Year C: June 2, 2013
First Reading: 1 Kings 18:20-21, (22-29),30-39
Those Shoes by Maribeth Boelts
(Written for ages 5-9)
Comment: “Then Elijah said to the people, ‘I, even I only, am left a prophet of the Lord; but Baal’s prophets number four hundred fifty.’” The people of Israel were faced with a decision–follow Baal or follow YHWH. While kids might not completely understand the idea of idolatry, they will connect with the notion of following the crowd. It would have been difficult to listen to Elijah, prophet for God, when he was up against 450 other people. Often we find it easier to follow the crowd, than the smaller voices that are meant to guide us. It’s hard for Jeremy to listen to his grandma’s advice about getting what he needs when he wants so badly to blend in with the crowd at school. Just about everyone has a pair of Those Shoes, and he wants them too. With these these stories, explore the ways personal experience, paired with the voice of a guide, can help people come to the right decision.

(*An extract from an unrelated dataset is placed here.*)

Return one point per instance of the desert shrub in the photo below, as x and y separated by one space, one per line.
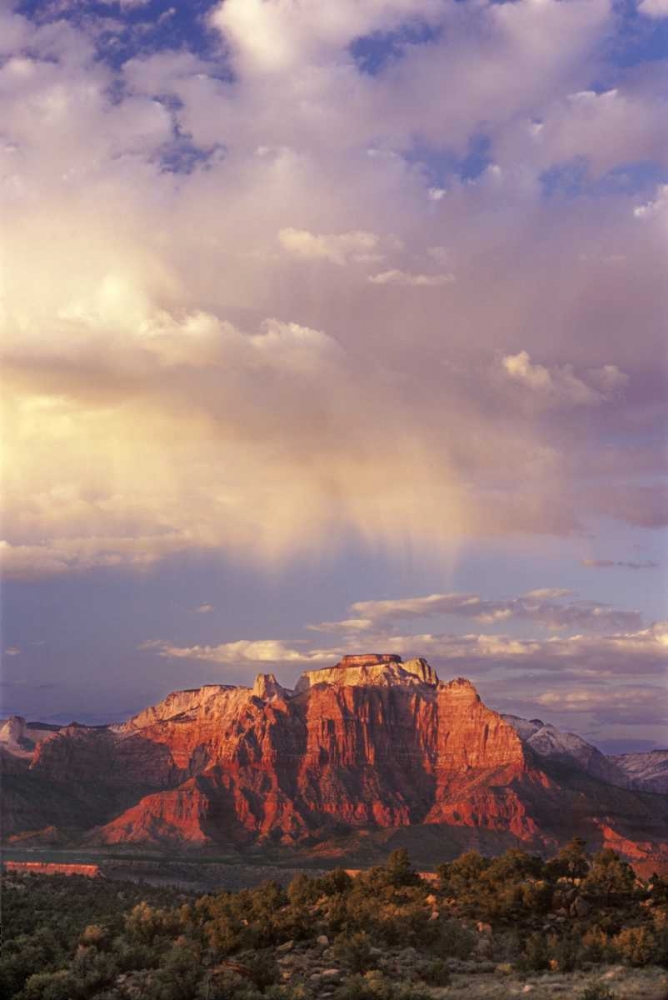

What If? by Laura Vaccaro Seeger
(Written for ages 3-7)
Comment: “Am I now seeking human approval, or God’s approval?” In the introduction to Paul’s letter to the Galatians, we see that he is trying to help the people recognize that they are faced with a choice. Paul’s language suggests that he wants this community to recognize that all choices have consequences. To follow the gospel would lead to a life free from the present evil age, but to follow a false gospel would lead to being accursed. Often in caring for children we talk about choice and natural consequences. If I choose to do abc, then naturally xyz will occur. What If? is a simple picture book that explores the consequences of three different choices made in a particular situation. Wonder together with the children of your church about the way our choices create different outcomes. How do we listen for God in the midst of our decision making?
Albert the Fix-it Man by Janet Lord
(Written for ages 4-8)
Comment: “…they appealed to him earnestly, saying, ‘He is worthy of having you do this for him, for he loves our people…’” It is especially interesting to note the role the community plays in this story. They go to Jesus and speak on behalf of the centurion because of their love for him and his love for them. If it’s important to the centurion that his servant be healed, it’s important to the community. Like the centurion, Albert the Fix-it Man cares for his community, building and repairing things. When he finds himself in need, the same community he has loved and cared for reaches out to love and care for him. Use these stories to explore the vital role community plays in the life and well being of people and talk about the ways this is particularly lived out in your church.